Our lives differ radically from our ancestors’ because of what McCloskey calls the Bourgeois Deal, which embraces Adam Smith’s “liberal plan of equality, liberty, and justice.” The Deal means our descendants’ lives will differ radically from ours, and the differences will be even more pronounced if we extend the Deal now to areas it does not reach. One such place is Danish land use planning, which restricts productivity growth in Danish retail and, therefore, economic growth in Denmark. Deregulating land use planning and allowing for larger stores would translate into lower prices and more output for modern Danes and their descendants.

Introduction

Imagine one of our illiterate peasant ancestors arrived on your doorstep, freshly arrived from the fourteenth or fifteenth century or from sometime before the birth of Christ. If you wanted him to understand just how radically different things are now compared to then, where would you take him?

I think the answer is pretty simple: you would take him to a grocery store like Netto (which we do not have in the United States) or Aldi (which we do).

Why? Stores tell the most important story of the last two and a half centuries: the Great Enrichment. Life went from being “solitary, poor, nasty, brutish, and short,” as Thomas Hobbes described it in Leviathan (Hobbes 1651), to being connected, wealthy, clean, peaceful, and long. It happened because people adopted a humane liberalism that embraced cooperation and innovation, “allowing every man to pursue his own interest his own way, upon the liberal plan of equality, liberty and justice” (Smith 1776). Deirdre McCloskey called it the Bourgeois Deal: “leave me alone, and I’ll make you rich” (McCloskey 2006, 2010, 2016; see also McCloskey and Carden 2020). The world’s poor have been the big winners, and the results have been dramatic even in the last few decades: the share of the world’s population living in extreme poverty fell from 42.6% in 1981 to 8.7% in 2018.

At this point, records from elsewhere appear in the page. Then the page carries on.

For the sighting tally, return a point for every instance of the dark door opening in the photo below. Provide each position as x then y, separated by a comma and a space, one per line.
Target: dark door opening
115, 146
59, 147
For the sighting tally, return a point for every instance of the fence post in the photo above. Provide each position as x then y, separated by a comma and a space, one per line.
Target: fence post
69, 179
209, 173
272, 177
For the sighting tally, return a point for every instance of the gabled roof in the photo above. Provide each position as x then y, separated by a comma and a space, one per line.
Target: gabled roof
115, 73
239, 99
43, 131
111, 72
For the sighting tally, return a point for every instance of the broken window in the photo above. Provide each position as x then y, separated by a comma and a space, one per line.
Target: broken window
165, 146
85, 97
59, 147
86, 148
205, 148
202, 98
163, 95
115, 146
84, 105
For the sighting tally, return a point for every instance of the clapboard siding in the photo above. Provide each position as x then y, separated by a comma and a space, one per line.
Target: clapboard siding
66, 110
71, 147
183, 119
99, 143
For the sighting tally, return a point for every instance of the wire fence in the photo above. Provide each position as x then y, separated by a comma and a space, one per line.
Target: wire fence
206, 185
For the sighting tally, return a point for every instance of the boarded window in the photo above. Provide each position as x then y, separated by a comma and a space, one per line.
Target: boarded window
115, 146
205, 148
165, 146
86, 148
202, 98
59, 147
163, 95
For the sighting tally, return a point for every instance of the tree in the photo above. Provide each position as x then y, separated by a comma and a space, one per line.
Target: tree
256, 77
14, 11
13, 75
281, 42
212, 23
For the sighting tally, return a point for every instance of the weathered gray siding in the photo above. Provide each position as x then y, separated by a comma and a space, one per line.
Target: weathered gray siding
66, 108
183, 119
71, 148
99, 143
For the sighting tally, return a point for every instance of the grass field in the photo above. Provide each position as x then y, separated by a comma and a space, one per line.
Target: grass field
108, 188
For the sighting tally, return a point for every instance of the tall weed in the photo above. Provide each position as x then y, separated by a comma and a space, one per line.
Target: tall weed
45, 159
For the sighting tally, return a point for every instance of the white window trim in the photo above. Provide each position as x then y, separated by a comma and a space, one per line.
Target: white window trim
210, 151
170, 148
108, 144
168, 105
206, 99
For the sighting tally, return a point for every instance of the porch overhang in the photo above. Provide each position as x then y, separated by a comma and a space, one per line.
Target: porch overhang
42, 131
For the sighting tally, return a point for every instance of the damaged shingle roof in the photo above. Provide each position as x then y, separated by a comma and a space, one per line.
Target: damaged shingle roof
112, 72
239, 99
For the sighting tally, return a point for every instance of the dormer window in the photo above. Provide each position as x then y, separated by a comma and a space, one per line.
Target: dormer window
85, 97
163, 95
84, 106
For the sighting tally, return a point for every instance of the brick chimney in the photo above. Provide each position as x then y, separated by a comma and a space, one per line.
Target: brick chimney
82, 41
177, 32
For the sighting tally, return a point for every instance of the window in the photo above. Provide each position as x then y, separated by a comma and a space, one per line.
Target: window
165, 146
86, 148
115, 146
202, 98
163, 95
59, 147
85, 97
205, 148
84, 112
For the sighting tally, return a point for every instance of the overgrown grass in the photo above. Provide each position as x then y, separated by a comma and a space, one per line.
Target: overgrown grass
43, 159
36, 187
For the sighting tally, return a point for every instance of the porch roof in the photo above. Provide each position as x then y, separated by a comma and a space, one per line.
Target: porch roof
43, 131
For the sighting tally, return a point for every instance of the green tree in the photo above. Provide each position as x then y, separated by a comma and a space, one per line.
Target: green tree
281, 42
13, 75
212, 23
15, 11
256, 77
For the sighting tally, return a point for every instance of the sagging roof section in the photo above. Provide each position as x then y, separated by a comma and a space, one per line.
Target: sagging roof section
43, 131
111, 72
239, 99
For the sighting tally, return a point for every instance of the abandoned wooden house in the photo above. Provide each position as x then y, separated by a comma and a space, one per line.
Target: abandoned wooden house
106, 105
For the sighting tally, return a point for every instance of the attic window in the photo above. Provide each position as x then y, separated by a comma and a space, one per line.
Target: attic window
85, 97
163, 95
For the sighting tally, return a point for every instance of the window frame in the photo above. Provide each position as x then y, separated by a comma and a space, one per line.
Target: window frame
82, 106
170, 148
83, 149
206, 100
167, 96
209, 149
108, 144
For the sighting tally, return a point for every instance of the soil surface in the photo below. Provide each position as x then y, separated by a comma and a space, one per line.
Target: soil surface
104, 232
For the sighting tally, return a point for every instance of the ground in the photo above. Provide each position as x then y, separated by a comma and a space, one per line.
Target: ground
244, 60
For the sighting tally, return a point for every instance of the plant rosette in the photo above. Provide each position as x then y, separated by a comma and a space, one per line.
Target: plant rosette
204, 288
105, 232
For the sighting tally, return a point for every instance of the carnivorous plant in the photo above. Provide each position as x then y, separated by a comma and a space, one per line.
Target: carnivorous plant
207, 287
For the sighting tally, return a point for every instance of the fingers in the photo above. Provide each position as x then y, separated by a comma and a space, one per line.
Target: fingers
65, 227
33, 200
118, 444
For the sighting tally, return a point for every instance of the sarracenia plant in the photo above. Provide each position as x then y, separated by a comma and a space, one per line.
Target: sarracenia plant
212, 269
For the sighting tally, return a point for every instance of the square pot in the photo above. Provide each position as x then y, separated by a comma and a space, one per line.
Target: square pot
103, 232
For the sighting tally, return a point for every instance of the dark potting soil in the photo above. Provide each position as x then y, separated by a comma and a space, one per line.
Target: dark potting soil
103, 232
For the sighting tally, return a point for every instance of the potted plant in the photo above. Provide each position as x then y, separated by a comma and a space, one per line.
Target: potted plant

Except we don’t really leave one another alone. At least not yet, and this is to our detriment and our descendants’. A trip to a Danish grocery store would blow your ancestor’s mind, but it would be even better—and the Danish economy would grow more rapidly, and poverty would disappear even more quickly—without planning restrictions that keep stores smaller and goods more expensive than they would otherwise be. There is room for improvement, specifically by relaxing land use planning rules that reduce Danish retail productivity.